Il est indéniable que le Plan Marshall a produit des résultats bien supérieurs à ceux du traité de Versailles. La punition sévère infligée à l’Allemagne après la Première Guerre mondiale a renforcé les mouvements d’extrême droite et a contribué à la crise économique des années 1930.

En conséquence, Hitler a accédé au pouvoir, déclenchant ainsi la Seconde Guerre mondiale. À l’inverse, le Plan Marshall a permis de stabiliser le miracle économique allemand, favorisant l’intégration de l’Europe de l’Ouest et établissant les bases d’une longue période de paix et de prospérité. Summers a raison de recommander le Plan Marshall comme modèle à suivre.

Les intérêts stratégiques

Les intérêts stratégiques

Cependant, l’affirmation selon laquelle les États-Unis se seraient exclusivement fondés sur le principe d’assistance après la Seconde Guerre mondiale est quelque peu simpliste. Washington n’a pas seulement distribué des fonds en Europe de l’Ouest par charité, mais également pour des raisons géopolitiques et matérielles, des motivations similaires à celles qui sous-tendent l’accord sur les matières premières entre l’Ukraine et les États-Unis.
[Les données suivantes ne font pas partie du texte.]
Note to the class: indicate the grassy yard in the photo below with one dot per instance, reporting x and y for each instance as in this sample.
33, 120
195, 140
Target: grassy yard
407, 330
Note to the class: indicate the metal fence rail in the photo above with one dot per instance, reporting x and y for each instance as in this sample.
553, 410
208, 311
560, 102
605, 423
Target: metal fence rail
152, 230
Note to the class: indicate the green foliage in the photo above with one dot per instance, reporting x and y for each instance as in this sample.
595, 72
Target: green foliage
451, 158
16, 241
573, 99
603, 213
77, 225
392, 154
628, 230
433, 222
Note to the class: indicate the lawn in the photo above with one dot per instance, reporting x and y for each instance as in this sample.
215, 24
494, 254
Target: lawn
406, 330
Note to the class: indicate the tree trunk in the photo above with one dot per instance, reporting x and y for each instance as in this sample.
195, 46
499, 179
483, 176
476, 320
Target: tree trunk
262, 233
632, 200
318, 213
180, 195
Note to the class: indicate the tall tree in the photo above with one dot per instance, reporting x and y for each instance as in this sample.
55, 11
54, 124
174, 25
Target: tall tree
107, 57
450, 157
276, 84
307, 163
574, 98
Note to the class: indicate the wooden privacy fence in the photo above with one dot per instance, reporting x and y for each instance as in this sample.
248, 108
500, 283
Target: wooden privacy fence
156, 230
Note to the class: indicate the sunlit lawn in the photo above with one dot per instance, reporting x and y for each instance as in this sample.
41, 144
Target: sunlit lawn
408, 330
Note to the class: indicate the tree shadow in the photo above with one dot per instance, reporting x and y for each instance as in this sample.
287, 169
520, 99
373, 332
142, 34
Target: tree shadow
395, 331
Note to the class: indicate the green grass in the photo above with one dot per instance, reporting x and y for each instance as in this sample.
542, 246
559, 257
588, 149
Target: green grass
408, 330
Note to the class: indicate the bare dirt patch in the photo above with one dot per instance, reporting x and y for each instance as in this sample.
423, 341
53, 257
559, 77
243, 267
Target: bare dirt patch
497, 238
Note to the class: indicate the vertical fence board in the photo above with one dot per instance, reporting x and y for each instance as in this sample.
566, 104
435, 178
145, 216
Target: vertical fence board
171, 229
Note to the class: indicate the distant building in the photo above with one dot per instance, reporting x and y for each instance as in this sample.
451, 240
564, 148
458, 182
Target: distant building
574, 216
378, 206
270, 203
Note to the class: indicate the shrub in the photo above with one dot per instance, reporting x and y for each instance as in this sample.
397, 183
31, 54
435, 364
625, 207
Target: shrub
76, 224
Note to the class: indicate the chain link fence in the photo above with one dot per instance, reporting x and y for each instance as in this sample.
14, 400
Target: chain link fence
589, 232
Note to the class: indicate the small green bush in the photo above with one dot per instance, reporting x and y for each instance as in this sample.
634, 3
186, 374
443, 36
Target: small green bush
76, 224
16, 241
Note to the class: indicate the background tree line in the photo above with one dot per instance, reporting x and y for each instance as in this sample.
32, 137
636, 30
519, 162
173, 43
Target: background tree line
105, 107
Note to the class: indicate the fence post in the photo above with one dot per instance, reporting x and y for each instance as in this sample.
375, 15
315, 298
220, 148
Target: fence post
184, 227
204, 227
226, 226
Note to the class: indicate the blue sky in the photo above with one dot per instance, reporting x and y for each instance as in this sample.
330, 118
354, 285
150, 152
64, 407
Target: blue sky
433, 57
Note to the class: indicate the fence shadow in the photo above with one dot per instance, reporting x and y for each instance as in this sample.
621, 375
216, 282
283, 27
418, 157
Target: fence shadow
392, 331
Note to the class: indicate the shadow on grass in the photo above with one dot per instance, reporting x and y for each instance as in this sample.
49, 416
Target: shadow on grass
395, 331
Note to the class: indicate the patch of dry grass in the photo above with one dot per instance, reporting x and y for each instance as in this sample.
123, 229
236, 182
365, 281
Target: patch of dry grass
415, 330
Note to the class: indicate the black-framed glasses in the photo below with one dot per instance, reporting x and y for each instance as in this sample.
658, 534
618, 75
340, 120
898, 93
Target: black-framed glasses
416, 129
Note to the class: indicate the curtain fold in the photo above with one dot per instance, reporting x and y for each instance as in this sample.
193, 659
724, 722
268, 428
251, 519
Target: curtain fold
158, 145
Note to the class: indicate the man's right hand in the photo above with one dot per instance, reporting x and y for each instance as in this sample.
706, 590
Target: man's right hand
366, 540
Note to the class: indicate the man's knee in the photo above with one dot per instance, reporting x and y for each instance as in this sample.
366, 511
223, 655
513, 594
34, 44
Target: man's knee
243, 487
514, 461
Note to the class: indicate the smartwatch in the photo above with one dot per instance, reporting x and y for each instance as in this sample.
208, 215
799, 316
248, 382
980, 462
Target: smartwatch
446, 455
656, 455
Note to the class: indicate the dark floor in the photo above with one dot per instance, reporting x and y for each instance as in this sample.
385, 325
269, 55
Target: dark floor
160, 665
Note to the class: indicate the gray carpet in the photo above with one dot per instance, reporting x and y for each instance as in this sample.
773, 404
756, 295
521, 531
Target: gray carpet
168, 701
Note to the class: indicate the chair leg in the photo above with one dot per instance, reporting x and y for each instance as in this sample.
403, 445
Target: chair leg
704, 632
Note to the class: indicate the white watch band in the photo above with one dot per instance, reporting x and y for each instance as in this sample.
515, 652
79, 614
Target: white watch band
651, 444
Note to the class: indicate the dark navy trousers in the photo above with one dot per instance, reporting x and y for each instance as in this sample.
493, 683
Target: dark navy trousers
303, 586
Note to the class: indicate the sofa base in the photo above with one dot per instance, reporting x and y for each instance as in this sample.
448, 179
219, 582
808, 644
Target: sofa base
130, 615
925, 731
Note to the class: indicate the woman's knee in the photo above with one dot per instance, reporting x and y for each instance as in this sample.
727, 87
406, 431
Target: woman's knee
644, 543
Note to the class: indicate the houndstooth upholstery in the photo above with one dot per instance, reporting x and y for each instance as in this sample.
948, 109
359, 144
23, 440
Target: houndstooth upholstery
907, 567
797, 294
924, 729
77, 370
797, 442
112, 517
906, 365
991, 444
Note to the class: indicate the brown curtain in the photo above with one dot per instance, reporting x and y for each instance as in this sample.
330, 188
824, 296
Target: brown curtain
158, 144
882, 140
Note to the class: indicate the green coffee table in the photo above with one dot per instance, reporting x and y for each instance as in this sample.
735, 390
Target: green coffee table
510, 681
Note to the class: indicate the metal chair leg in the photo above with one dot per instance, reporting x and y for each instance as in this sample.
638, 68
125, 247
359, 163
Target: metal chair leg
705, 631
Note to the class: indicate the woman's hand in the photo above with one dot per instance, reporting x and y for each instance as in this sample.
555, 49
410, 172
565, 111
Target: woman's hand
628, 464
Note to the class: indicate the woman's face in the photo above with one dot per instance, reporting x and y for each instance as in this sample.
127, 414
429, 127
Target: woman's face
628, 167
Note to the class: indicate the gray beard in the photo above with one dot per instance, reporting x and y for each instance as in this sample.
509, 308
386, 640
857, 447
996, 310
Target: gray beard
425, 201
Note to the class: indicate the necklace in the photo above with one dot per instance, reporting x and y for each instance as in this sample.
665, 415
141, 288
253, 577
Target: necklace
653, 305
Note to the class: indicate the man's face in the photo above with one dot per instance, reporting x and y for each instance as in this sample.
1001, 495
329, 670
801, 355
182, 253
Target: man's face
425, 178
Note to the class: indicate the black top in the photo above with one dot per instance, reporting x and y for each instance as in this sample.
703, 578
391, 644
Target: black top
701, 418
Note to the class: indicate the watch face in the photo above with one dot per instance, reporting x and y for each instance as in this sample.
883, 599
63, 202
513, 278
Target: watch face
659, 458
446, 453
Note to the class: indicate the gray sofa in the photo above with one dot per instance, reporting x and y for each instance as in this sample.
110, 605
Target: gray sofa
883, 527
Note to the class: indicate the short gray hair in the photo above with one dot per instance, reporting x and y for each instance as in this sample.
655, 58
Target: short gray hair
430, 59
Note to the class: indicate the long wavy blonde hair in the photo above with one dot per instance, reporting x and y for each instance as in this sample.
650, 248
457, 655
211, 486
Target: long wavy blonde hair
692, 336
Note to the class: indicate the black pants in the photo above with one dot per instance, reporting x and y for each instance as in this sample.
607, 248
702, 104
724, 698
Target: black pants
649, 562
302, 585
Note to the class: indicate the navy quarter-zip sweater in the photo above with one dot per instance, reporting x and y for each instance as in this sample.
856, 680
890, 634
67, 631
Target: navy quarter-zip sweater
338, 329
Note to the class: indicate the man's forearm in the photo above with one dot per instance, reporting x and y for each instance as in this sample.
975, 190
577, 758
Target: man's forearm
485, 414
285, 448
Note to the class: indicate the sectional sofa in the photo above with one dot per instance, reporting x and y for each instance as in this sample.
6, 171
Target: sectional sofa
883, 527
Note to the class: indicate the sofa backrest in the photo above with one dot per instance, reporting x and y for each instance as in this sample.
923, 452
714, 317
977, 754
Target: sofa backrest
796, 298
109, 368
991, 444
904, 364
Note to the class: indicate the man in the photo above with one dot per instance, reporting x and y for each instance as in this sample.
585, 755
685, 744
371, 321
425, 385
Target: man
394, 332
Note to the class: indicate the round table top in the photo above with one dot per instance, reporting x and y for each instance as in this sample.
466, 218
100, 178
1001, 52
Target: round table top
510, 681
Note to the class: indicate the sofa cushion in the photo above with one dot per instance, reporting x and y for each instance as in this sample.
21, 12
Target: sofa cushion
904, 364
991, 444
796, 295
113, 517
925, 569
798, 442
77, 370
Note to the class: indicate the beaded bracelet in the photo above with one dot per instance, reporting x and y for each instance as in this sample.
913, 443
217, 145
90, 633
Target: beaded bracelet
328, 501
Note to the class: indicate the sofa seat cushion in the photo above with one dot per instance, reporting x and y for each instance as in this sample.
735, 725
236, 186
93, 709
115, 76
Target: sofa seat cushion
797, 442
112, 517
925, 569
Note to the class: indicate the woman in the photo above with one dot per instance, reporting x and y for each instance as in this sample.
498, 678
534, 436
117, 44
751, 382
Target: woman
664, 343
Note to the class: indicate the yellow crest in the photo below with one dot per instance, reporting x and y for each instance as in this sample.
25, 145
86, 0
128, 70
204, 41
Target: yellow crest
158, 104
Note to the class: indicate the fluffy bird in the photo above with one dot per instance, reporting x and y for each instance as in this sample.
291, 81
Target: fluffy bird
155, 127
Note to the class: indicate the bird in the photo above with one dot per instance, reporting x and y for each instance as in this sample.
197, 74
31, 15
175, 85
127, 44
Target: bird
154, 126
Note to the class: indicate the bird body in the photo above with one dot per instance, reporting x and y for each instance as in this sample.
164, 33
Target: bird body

À l’époque, tout comme aujourd’hui, il s’agissait pour Washington de récupérer financièrement ses coûts de guerre, et cela s’est fait en ouvrant les marchés aux investissements américains. La principale différence réside dans le fait qu’après la Seconde Guerre mondiale, l’Europe de l’Ouest était un site industriel attractif, tandis que l’Ukraine actuelle représente des opportunités en tant que pays de ressources naturelles. Les investissements se dirigent vers les endroits prometteurs.

En résumé, le fait qu’un pays exige une compensation pour son soutien est une normalité historique et n’a rien à voir avec le tristement célèbre traité de paix de Versailles.

Pour cette raison, les capitales européennes réfléchissent depuis longtemps à la manière dont l’Ukraine pourra contribuer financièrement à l’avenir, d’autant plus qu’il s’agira non seulement de financer la guerre, mais également de fournir une aide économique après la cessation des hostilités.

La Suisse sous pression

La Suisse sous pression

Selon une estimation récente de l’ONU, de la Commission européenne, de la Banque mondiale et du gouvernement ukrainien, la reconstruction de l’Ukraine nécessitera plus de 500 milliards de dollars. Qui prendra en charge cette facture ?

La Suisse est également attendue au tournant. En raison de sa neutralité, elle ne s’est pas engagée militairement en Ukraine, ce qui crée des attentes qu’elle contribuera financièrement de manière significative à la reconstruction. Quel montant sera demandé ? 5 milliards de francs ? 10 milliards de francs ?

Il est encore plus complexe de garantir que les fonds soient utilisés là où ils sont le plus nécessaires. L’Ukraine n’est pas renommée pour sa transparence en matière de gouvernance.

Après la Seconde Guerre mondiale, les États-Unis ont pu exercer une influence significative grâce au Plan Marshall, en occupant l’Allemagne de l’Ouest avec des troupes, ce qui leur a conféré le pouvoir de conditionner l’octroi de crédits à des conditions strictes.

La République fédérale d’Allemagne n’était, jusqu’au milieu des années cinquante, rien de moins qu’une colonie américaine, sa souveraineté étant bien plus limitée que celle qui a suivi le traité de paix de Versailles. Il est difficile d’imaginer que l’Ukraine accepterait une telle tutelle de la part des Européens. En revanche, l’accord sur les matières premières avec les États-Unis semble relativement inoffensif. Le débat à la Maison Blanche sera bientôt oublié.

Tobias Straumann est professeur d’histoire économique à l’Université de Zurich.